Puente de espías 2
Todo en materia de espionaje es un juego de sombras, que tiene más que ver con jugadas imaginarias que con golpes de mano reales.

Dos términos, casi poéticos, dominaron el espectro geopolítico desde la caída de Berlín hasta la desintegración de la Unión Soviética. El primero fue Guerra Fría, el segundo Cortina de Hierro. Ambos definieron, antes que una realidad, un estado mental signado por la desconfianza y el miedo. Por primera vez en la historia de la humanidad habían surgido dos superpoderes con la capacidad de destruirse uno a otro y, de paso, al resto del planeta. Hubo en todo este proceso varias y muy sonadas piedras de toque según el período en cuestión, pero el más notorio, tuvo como escenario una ciudad, cortada en dos por un muro que se erigió como un símbolo. Más que un espacio físico, que lo era, el Muro de Berlín generó un espacio imaginario, un lugar enigmático y peligroso en el cual dos sistemas políticos antitéticos se miraban de frente, armas gavilladas en mano, listos a disparar al menor gesto, manteniendo al resto del mundo en vilo. Pero esto no constituía en sí una trama, apenas un marco para que, a la sombra del infame muro, la literatura y el cine encontraran un pretexto para un subgénero que haría historia y haga olas todavía. Porque ese muro tenía sus fisuras y descifrarlas y utilizarlas en provecho propio era tarea de espías.

Considerada ahora, la Guerra Fría o el mismo muro lucen no solo lejanos, sino además inverosímiles y, a decir verdad, mucho menos peligrosos que el mundo que los reemplazó. Por ello la última película de Steven Spielberg, ese niño terrible capaz de convivir con extraterrestres angelicales, villanos en el límite de lo humano o políticos de fuste histórico, debiera ser vista ante todo como un ejercicio de nostalgia por un mundo en el cual la paranoia, al menos tenía nombre y apellido.

Porque, la historia se basa en hechos reales que reflejan la polarización del momento. De un lado el descubrimiento por el FBI del espía Rudolf Abel, que a decir verdad había hecho muy poco, y por el otro el derribo del piloto Francis Powers sobre territorio soviético antes de que su avión U2 pudiera fotografiar nada. Las fichas entonces son apenas peones simbólicos en medio de una batalla que en el fondo se apoya en una pregunta: ¿qué pasaría si el enemigo lanza un ataque nuclear?

El primer tramo de la película detalla la captura de Abel, la selección de su abogado defensor y el proceso en sí, en medio de la paranoia anticomunista de la época.
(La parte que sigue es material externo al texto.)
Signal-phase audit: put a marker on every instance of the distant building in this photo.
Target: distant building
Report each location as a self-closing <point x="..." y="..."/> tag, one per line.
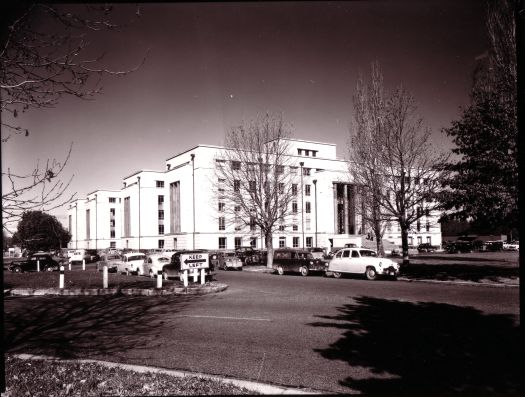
<point x="176" y="208"/>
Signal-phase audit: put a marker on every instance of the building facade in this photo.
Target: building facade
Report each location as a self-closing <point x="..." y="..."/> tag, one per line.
<point x="177" y="208"/>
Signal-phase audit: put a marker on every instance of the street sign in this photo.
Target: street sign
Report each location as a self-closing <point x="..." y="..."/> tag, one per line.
<point x="194" y="261"/>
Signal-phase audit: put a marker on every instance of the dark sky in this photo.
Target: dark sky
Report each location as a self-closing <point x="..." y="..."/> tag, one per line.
<point x="212" y="65"/>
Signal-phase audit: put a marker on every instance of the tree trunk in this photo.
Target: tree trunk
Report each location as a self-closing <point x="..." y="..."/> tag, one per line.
<point x="269" y="250"/>
<point x="404" y="243"/>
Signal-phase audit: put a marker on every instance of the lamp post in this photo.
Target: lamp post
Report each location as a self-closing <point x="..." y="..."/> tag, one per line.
<point x="96" y="223"/>
<point x="302" y="202"/>
<point x="193" y="196"/>
<point x="315" y="205"/>
<point x="138" y="181"/>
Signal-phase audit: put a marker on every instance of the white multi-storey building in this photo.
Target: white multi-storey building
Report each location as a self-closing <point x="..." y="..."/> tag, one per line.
<point x="177" y="207"/>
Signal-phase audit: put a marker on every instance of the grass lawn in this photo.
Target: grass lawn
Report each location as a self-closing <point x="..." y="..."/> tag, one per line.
<point x="78" y="278"/>
<point x="55" y="378"/>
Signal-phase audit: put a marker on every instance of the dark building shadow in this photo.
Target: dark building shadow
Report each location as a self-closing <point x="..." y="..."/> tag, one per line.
<point x="75" y="327"/>
<point x="457" y="271"/>
<point x="426" y="348"/>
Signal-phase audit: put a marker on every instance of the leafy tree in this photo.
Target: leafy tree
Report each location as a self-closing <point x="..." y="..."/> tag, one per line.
<point x="254" y="179"/>
<point x="44" y="57"/>
<point x="483" y="187"/>
<point x="392" y="159"/>
<point x="40" y="231"/>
La segunda mitad, radicalmente distinta, tiene que ver con la negociación que el abogado emprende para canjear a ese espía por el piloto prisionero de los soviéticos y un estudiante atrapado por casualidad en el lado equivocado del muro. Las dos funcionan como caras de una misma moneda porque, en su segmento americano, el abogado está en la peor de las posiciones frente a su propio país. Debe defender a un culpable con las armas que le da la ley en medio de un sistema que ya lo ha condenado. Debe defender la ley en un rincón del espectro judicial en el que varios de los jugadores sostienen que, bajo ciertas circunstancias, las leyes ya no aplican (recordemos los años de Bush II). Pierde, por supuesto, pero, negociador al fin, logra evitar la pena de muerte y, en un juego de ajedrez geopolítico, preservar una pieza clave para escenarios futuros. Porque todo en materia de espionaje es un juego de sombras, que tiene más que ver con jugadas imaginarias que con golpes de mano reales. Por eso, esa primera parte principista es apenas una introducción para el juego de fondo que supone internarse en territorio enemigo para negociar la libertad de dos fichas propias.

Spielberg, se sabe, es un maestro de la narración y la película ofrece un relato tenso, al que probablemente le sobran los minutos en que esa sensiblería siempre presente en el director se sale de control. Ocurre que el abogado es demasiado noble, que el espía ruso en el fondo es un buen muchacho aunque juegue del lado de los malos, y que fusilen a unos alemanes al atravesar el muro en el preciso momento en que el protagonista lo cruza en tren. Porque en el fondo la película respeta con el mismo celo del abogado las convenciones del género y lo hace magníficamente bien. Como para recordarnos que el bueno de Spielberg sigue siendo a sus casi 70 años aquel muchachito nostálgico por las películas y series de TV que veía cuando pequeño y que lo llevaron a hacer cine. Claro, era otro mundo signado por los buenos y los malos, comunistas y capitalistas a punto de caerse a puños, solo separados por un muro que la película parece mirar con la nostalgia de quien extraña un mundo más claro y más noble.

PUENTE DE ESPÍAS  (Bridge of Spies). EEUU, 2015. Director: Steven Spielberg. Con Tom Hanks, Mark Rylance, Alan Alda.